Public Protector Busisiwe Mkhwebane claims that President Cyril Ramaphosa has "taken sides" with Public Enterprises Minister Pravin Gordhan, according to a report in Business Day.
In an affidavit to the Gauteng High Court in Pretoria, Mkhwebane reportedly implied that Ramaphosa was unconstitutionally taking the side of his "close friend" by turning to the courts to suspend the implementation of her remedial actions against Gordhan.
The Public Protector's office has confirmed she filed an affidavit this week.
The Public Protector wants the president, National Assembly Speaker Thandi Modise, State Security Minister Ayanda Dlodlo, National Prosecuting Authority boss Shamila Batohi and national police commissioner General Khehla Sitole to take action against Gordhan for what she found to be his involvement in the establishment of a so-called "rogue unit" within the South African Revenue Services (SARS) in 2007.
Gordhan was SARS commissioner for eight years, between 2001 and 2009.
Mkhwebane's office also found that Gordhan lied to Parliament about whether he met members of the Gupta family in 2010.
The minister, in applying to the high court to have the remedial action and its enforcement suspended, has slammed the findings as reliant on "errors of law and fact" and unlawful.
"Once again, she has demonstrated that she is unfit to hold the Office of Public Protector," Gordhan says in his application.
He has also asked the court to review her report and its findings on him.
On July 15, Mkhwebane filed an answering affidavit in which she described Gordhan's legal battle as "an unjustified attempt by an aggrieved party to avoid accountability for his unlawful conduct".

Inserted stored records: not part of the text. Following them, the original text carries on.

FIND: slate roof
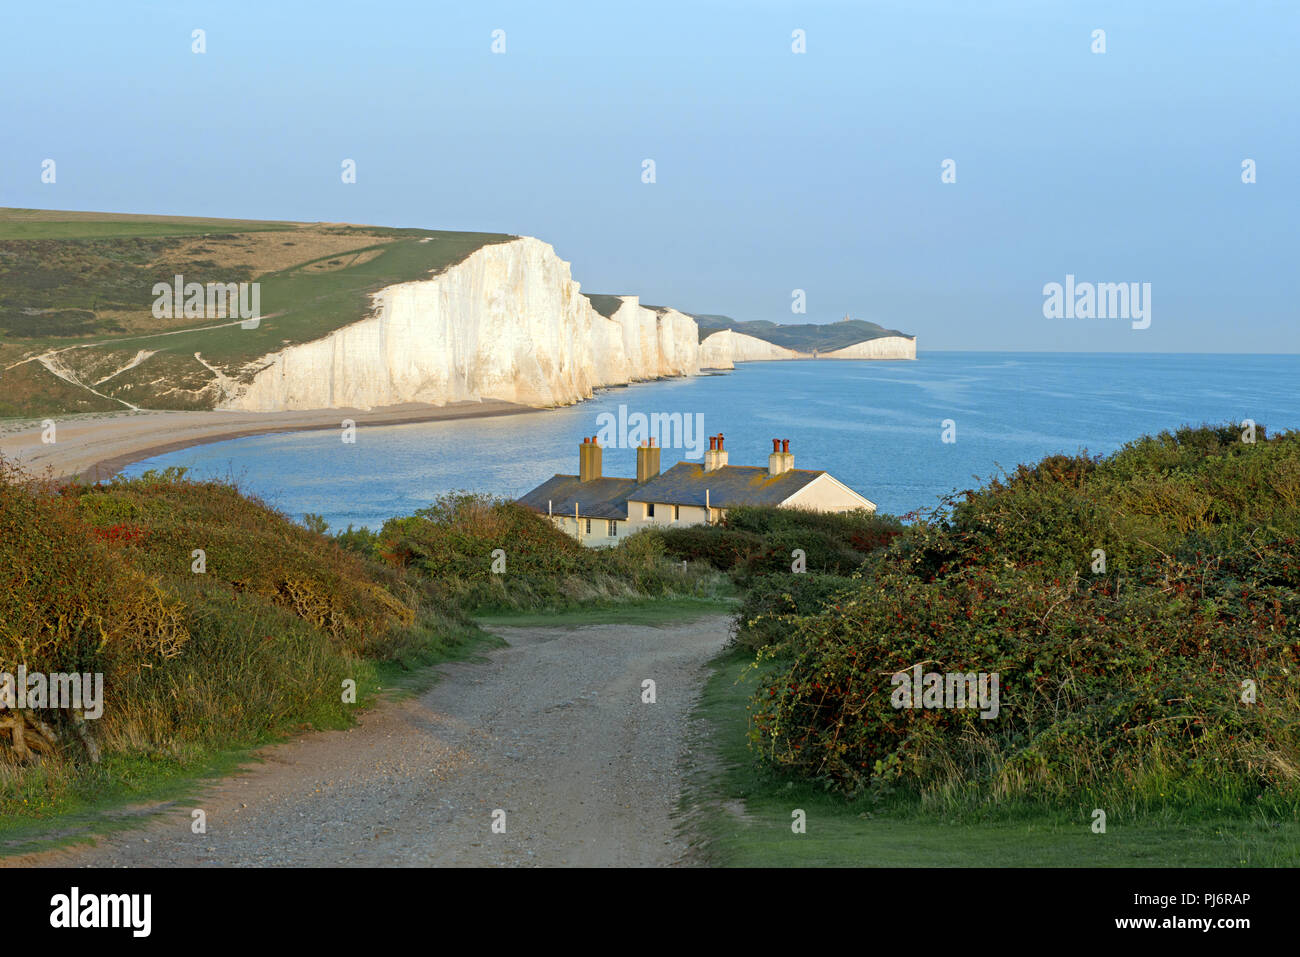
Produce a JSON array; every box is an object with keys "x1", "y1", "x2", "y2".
[
  {"x1": 628, "y1": 462, "x2": 825, "y2": 508},
  {"x1": 516, "y1": 474, "x2": 639, "y2": 520}
]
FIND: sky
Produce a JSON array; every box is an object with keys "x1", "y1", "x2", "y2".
[{"x1": 1, "y1": 0, "x2": 1296, "y2": 352}]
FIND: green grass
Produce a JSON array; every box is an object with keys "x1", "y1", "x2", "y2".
[
  {"x1": 367, "y1": 618, "x2": 508, "y2": 699},
  {"x1": 684, "y1": 649, "x2": 1300, "y2": 866},
  {"x1": 0, "y1": 207, "x2": 300, "y2": 240},
  {"x1": 476, "y1": 595, "x2": 739, "y2": 629}
]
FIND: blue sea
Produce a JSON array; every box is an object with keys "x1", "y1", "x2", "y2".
[{"x1": 122, "y1": 353, "x2": 1300, "y2": 531}]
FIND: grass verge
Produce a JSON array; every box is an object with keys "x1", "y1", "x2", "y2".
[{"x1": 475, "y1": 595, "x2": 739, "y2": 629}]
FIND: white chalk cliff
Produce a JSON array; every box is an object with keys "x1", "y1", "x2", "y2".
[
  {"x1": 700, "y1": 329, "x2": 916, "y2": 367},
  {"x1": 820, "y1": 336, "x2": 916, "y2": 360},
  {"x1": 221, "y1": 236, "x2": 910, "y2": 412},
  {"x1": 699, "y1": 330, "x2": 803, "y2": 369}
]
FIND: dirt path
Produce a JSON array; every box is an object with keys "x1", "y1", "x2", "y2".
[{"x1": 6, "y1": 616, "x2": 730, "y2": 868}]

She slammed him for making "ill-advised accusations against the Office of the Public Protector", adding that these were "intended to provide a political basis (as opposed to a constitutional basis) for my removal".
On the same day, Ramaphosa filed an urgent application, asking the high court to declare he had complied with the Public Protector's remedial actions in line with her report into the early pension payout to Ivan Pillay, the former deputy SARS commissioner.

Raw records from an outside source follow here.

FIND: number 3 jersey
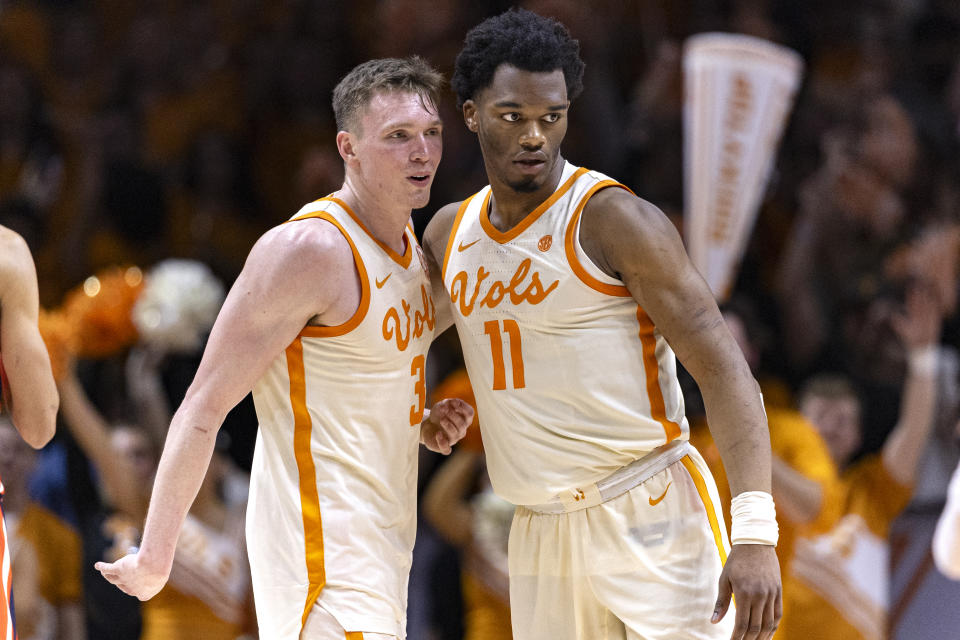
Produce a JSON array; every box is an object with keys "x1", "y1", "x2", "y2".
[
  {"x1": 442, "y1": 162, "x2": 689, "y2": 506},
  {"x1": 247, "y1": 197, "x2": 435, "y2": 639}
]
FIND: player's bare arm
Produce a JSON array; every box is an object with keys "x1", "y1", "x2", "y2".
[
  {"x1": 423, "y1": 200, "x2": 465, "y2": 335},
  {"x1": 580, "y1": 188, "x2": 781, "y2": 640},
  {"x1": 0, "y1": 228, "x2": 57, "y2": 448},
  {"x1": 419, "y1": 202, "x2": 475, "y2": 453},
  {"x1": 96, "y1": 219, "x2": 361, "y2": 600}
]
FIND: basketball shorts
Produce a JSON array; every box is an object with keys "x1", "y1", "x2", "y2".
[{"x1": 508, "y1": 442, "x2": 734, "y2": 639}]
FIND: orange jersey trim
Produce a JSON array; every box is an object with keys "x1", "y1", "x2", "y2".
[
  {"x1": 286, "y1": 339, "x2": 327, "y2": 630},
  {"x1": 636, "y1": 308, "x2": 683, "y2": 442},
  {"x1": 479, "y1": 167, "x2": 590, "y2": 244},
  {"x1": 441, "y1": 195, "x2": 478, "y2": 281},
  {"x1": 287, "y1": 211, "x2": 371, "y2": 339},
  {"x1": 315, "y1": 197, "x2": 413, "y2": 268},
  {"x1": 563, "y1": 180, "x2": 633, "y2": 297},
  {"x1": 680, "y1": 455, "x2": 728, "y2": 565},
  {"x1": 1, "y1": 496, "x2": 12, "y2": 640},
  {"x1": 345, "y1": 632, "x2": 364, "y2": 640}
]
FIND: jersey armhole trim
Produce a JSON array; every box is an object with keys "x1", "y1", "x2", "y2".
[
  {"x1": 564, "y1": 180, "x2": 634, "y2": 297},
  {"x1": 288, "y1": 211, "x2": 371, "y2": 338},
  {"x1": 303, "y1": 197, "x2": 413, "y2": 268},
  {"x1": 441, "y1": 194, "x2": 479, "y2": 281}
]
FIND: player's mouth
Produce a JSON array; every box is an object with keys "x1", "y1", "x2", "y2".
[
  {"x1": 513, "y1": 153, "x2": 547, "y2": 174},
  {"x1": 407, "y1": 173, "x2": 431, "y2": 185}
]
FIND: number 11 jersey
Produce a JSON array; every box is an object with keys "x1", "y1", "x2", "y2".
[{"x1": 442, "y1": 162, "x2": 690, "y2": 506}]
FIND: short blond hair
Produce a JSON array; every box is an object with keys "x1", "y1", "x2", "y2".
[{"x1": 332, "y1": 56, "x2": 444, "y2": 133}]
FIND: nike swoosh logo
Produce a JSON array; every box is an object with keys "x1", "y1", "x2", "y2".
[
  {"x1": 649, "y1": 482, "x2": 672, "y2": 506},
  {"x1": 457, "y1": 239, "x2": 481, "y2": 252},
  {"x1": 376, "y1": 273, "x2": 392, "y2": 288}
]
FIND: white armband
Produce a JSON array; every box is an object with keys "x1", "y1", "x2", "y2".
[{"x1": 730, "y1": 491, "x2": 778, "y2": 546}]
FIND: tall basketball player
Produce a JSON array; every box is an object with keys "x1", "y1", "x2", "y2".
[
  {"x1": 424, "y1": 9, "x2": 780, "y2": 640},
  {"x1": 95, "y1": 57, "x2": 474, "y2": 640}
]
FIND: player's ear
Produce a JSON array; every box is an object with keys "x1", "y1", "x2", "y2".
[
  {"x1": 336, "y1": 130, "x2": 356, "y2": 163},
  {"x1": 462, "y1": 101, "x2": 478, "y2": 133}
]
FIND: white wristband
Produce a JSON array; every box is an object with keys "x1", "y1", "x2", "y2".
[
  {"x1": 730, "y1": 491, "x2": 778, "y2": 546},
  {"x1": 908, "y1": 345, "x2": 938, "y2": 376}
]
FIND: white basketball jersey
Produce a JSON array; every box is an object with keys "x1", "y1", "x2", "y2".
[
  {"x1": 442, "y1": 162, "x2": 689, "y2": 506},
  {"x1": 247, "y1": 197, "x2": 435, "y2": 638}
]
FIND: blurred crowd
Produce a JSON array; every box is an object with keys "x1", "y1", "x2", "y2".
[{"x1": 3, "y1": 0, "x2": 960, "y2": 639}]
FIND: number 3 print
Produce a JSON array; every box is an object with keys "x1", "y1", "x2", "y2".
[{"x1": 410, "y1": 354, "x2": 426, "y2": 425}]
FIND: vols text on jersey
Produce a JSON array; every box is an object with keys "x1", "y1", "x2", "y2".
[
  {"x1": 449, "y1": 257, "x2": 559, "y2": 317},
  {"x1": 382, "y1": 284, "x2": 435, "y2": 351}
]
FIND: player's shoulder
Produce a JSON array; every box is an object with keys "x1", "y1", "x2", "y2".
[
  {"x1": 423, "y1": 200, "x2": 465, "y2": 256},
  {"x1": 583, "y1": 183, "x2": 662, "y2": 221},
  {"x1": 579, "y1": 181, "x2": 685, "y2": 280},
  {"x1": 582, "y1": 184, "x2": 676, "y2": 244},
  {"x1": 426, "y1": 201, "x2": 464, "y2": 235},
  {"x1": 248, "y1": 214, "x2": 355, "y2": 282}
]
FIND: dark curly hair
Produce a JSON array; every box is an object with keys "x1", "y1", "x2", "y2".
[{"x1": 452, "y1": 8, "x2": 585, "y2": 108}]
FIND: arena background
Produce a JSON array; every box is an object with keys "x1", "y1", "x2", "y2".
[{"x1": 2, "y1": 0, "x2": 960, "y2": 638}]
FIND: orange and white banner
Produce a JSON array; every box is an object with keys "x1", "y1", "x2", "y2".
[{"x1": 683, "y1": 33, "x2": 803, "y2": 301}]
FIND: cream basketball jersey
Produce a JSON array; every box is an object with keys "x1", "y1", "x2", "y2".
[
  {"x1": 442, "y1": 162, "x2": 689, "y2": 506},
  {"x1": 247, "y1": 197, "x2": 435, "y2": 638}
]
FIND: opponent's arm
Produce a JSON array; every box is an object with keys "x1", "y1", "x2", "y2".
[
  {"x1": 581, "y1": 188, "x2": 780, "y2": 640},
  {"x1": 96, "y1": 220, "x2": 354, "y2": 600},
  {"x1": 0, "y1": 229, "x2": 57, "y2": 448}
]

On July 17, Ramaphosa filed a supporting affidavit in the Gauteng High Court in Pretoria relating to Gordhan's bid, Fin24 reported.
'A serious breach of protocol'
According to Business Day, Mkhwebane argues that Ramaphosa launched his application to stay the implementation of her order to take disciplinary action against Gordhan when he was "already aware" that she had made adverse findings against him in her Bosasa investigation.
"For the president to lend unqualified support to an application which hurls disrespectful and gratuitous insults at a Chapter 9 institution is not only regrettable, but a serious breach of protocol," Mkhwebane is quoted as saying in her latest affidavit.
She reportedly claims that Ramaphosa was effectively "supporting" and "associating himself" with Gordhan's application.
The public enterprises minister, in his founding affidavit filed earlier this month, said Mkhwebane had "wittingly or unwittingly" allowed her office to be "weaponised" against him.
"It is even clearer when one considers the two reports together that the Public Protector is seeking to achieve my removal of office as a member of the executive to achieve political objectives. This would only serve to facilitate the state capture project and activities," he told the court in his affidavit.